Burgemeester Jozias van Aartsen vindt dat de wethouders en burgemeester volgend jaar, na de vorming van het nieuw college, bij elkaar op één gang moeten gaan zitten.  Dit verbetert het onderlinge contact, vindt de burgemeester. “De wethouders zouden elkaar meer mogen zien”, zegt Van Aartsen in een interview met deze krant.

In Rotterdam zitten de wethouders al op één gang en Van Aartsen prijst dit Rotterdamse model, dat het snelle informele contact met collega-wethouders mogelijk maakt.  “Wethouders hebben het ontzaglijk druk maar als je bij elkaar op de gang zit, loop je sneller even bij elkaar binnen om iets te regelen”, aldus de burgemeester.

Van Aartsen, die zelf op de tweede etage huist,  wijst naar boven: “Soms is het ingewikkeld om hier in deze verticale kolom afspraken te maken.  De weg van het korte contact bestaat hier niet.
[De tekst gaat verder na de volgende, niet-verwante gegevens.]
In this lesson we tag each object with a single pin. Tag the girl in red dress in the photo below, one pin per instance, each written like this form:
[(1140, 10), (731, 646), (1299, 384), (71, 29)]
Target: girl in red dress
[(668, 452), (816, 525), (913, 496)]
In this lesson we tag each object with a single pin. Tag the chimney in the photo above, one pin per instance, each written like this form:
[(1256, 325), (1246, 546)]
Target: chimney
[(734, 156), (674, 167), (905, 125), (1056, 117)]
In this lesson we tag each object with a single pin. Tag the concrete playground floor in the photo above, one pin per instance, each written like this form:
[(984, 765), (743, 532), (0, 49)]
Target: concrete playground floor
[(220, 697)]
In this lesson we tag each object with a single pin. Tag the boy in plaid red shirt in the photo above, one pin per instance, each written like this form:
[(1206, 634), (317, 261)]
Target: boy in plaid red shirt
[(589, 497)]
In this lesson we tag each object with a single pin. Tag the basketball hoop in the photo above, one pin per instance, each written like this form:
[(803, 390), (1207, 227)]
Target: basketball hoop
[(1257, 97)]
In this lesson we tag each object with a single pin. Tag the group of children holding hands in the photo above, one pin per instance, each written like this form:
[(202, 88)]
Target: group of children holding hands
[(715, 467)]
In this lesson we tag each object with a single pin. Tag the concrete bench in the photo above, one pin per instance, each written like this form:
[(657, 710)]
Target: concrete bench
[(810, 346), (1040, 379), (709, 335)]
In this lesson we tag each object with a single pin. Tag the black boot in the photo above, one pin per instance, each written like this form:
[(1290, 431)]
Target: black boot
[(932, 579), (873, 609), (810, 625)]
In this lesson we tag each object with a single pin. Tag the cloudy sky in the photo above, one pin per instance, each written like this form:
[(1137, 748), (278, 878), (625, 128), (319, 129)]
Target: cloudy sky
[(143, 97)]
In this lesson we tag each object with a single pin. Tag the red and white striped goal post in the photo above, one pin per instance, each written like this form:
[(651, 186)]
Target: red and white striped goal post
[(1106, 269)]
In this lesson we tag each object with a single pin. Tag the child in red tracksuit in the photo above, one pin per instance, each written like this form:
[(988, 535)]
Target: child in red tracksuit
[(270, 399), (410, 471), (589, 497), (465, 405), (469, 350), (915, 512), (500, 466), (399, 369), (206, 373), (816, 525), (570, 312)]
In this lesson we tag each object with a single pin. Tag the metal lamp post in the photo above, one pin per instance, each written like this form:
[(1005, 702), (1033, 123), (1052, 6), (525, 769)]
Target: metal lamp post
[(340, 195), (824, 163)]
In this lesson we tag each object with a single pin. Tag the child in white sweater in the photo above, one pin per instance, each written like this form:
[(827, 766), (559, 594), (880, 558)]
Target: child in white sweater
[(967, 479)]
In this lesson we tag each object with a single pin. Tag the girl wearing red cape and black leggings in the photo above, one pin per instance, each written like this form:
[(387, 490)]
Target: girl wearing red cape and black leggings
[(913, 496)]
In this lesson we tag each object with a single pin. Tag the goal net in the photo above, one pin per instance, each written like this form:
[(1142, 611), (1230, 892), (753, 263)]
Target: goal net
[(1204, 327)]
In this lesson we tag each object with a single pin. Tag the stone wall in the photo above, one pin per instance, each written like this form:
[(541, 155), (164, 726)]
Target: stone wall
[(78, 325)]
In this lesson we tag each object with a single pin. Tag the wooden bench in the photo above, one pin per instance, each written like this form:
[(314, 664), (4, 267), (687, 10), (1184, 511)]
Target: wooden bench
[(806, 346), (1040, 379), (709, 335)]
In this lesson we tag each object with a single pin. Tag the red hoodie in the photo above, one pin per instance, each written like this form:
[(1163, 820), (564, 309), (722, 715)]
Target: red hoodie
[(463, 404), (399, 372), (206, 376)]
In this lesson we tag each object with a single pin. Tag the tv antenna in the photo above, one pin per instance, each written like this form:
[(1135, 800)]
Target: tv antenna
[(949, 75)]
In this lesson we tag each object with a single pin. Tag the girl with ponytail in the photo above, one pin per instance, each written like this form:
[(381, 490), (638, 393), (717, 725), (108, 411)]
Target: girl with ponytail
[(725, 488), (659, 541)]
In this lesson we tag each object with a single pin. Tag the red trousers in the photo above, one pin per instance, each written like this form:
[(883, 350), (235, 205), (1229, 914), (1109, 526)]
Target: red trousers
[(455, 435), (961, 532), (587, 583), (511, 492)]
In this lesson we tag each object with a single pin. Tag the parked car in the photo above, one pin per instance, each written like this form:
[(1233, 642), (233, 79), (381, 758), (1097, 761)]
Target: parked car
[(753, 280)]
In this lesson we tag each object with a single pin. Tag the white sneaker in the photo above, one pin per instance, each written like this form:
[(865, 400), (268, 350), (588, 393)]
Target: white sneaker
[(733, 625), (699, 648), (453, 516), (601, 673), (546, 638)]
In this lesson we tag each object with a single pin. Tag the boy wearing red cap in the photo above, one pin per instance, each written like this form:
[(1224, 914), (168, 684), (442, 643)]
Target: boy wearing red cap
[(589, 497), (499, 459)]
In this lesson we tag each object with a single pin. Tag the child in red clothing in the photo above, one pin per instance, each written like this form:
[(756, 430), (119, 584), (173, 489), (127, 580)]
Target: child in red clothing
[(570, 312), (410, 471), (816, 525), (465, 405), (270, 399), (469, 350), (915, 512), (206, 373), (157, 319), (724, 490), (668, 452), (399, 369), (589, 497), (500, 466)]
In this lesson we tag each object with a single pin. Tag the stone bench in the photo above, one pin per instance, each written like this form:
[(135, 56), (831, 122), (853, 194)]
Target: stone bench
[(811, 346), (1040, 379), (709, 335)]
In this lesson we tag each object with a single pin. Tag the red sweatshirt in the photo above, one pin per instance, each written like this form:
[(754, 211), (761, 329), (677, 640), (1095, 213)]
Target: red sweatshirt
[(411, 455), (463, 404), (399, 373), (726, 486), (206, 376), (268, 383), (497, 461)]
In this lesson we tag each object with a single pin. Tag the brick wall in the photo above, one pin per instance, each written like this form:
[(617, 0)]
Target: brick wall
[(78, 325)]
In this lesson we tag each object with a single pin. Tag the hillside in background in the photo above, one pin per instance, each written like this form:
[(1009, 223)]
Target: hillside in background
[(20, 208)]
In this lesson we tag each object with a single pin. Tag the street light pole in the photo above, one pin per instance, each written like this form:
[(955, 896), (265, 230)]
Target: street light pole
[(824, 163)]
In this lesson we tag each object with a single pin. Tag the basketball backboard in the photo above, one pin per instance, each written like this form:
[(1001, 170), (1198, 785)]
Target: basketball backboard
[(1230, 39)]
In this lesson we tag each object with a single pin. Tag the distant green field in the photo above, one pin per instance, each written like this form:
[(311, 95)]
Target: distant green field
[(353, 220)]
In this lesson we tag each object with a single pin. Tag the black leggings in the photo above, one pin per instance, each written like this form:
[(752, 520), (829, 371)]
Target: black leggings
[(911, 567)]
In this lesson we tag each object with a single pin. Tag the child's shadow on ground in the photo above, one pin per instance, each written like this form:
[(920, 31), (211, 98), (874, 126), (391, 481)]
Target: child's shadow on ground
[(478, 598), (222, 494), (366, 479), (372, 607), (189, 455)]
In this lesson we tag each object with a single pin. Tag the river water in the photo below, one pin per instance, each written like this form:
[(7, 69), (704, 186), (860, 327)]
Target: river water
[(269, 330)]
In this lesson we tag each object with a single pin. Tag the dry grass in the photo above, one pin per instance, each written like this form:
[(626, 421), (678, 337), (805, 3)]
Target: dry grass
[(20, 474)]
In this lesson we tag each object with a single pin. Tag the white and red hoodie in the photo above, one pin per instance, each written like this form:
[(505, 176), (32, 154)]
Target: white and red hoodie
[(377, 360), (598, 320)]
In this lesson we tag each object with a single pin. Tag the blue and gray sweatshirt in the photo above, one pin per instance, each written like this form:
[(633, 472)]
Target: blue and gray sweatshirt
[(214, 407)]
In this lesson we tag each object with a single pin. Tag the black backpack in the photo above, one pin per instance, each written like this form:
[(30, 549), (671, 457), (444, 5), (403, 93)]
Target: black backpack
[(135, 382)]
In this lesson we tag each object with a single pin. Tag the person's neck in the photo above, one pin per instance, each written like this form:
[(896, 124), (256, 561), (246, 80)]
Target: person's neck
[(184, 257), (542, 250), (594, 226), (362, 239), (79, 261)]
Hier kun je niet zeggen: ‘hé daar loopt ie’.  Maar zo gaat dat wel in Rotterdam “.

Van Aartsen geeft eerlijk toe dat hij niet altijd kan onthouden welke wethouder welke etage in het stadhuis ‘bewoont’.  Dat moet hij  meestal even vragen.  Hij heeft wel de weg naar etage nummer 11 gevonden, waar de wethouder van Cultuur en Financiën zit.  “Bij  wethouder Huffnagel kom ik ook geregeld, maar ik weet eerlijk gezegd nog steeds niet precies waar dat is. Hij zit wel vrij hoog”.

Politieke spel

Iedere wethouder heeft volgens de burgemeester wel zijn eigen ambities, plannen, ideeën, aanpak, de manier van zeggen, van doen en  de manier van toneelspelen. Dat hoort allemaal bij het politieke spel. “Ik heb daar zelf in de Tweede Kamer en als minister met zeer veel gretigheid aan meegedaan, dus ik kan me goed in een positie van wethouders inleven, al ben ik het nooit geweest”.

Wat Van Aartsen opviel toen hij een jaar geleden aantrad als burgemeester, was de organisatie van het gemeentelijk apparaat in verschillende diensten die soms over delen van hetzelfde onderwerp gaan. “Dat mag wel iets meer  een centraal element hebben. Het  is nu heel erg opgebouwd volgens dat dienstenmodel. Omdat ik met al die portefeuilles te maken heb, merk ik dat”.

Gemeentesecretaris

Hij ziet daarbij een belangrijke rol weggelegd voor gemeentesecretaris Annet Bertram, die de directeur is van het gehele ambtelijk apparaat. “Den Haag is gezegend met een hele goede gemeentesecretaris”, prijst hij haar. Een voorbeeld van haar rol is dat zij vier wethouders, Marnix Norder (PvdA, Bouwen en Wonen), Sander Dekker (VVD, Onderwijs, Jeugd en Sport,), Henk Kool (PvdA, Sociale Zaken, Werkgelegenheid en Economie) en Bert van Alphen (GroenLinks, Welzijn, Volksgezondheid en Emancipatie) betrokken heeft bij de aanpak van de krachtwijken. Hoewel Norder politiek verantwoordelijk is, waren de andere wethouders medeondertekenaars van de afspraken met het Rijk en daarmee medeverantwoordelijk.

Van Aartsen is niet alleen trots op de kwaliteiten en de inzet van de wethouders. Hij prijst ook de raadsleden. “Den Haag mag zich gelukkig prijzen met een goede raad en een goede waaier aan fractievoorzitters en dat geldt voor alle partijen binnen de raad. De raadsleden steken veel tijd in hun werk en dat doen ze allemaal met zoveel passie. Daar zou iedereen echt wat meer respect voor mogen hebben, dat is ongelooflijk”.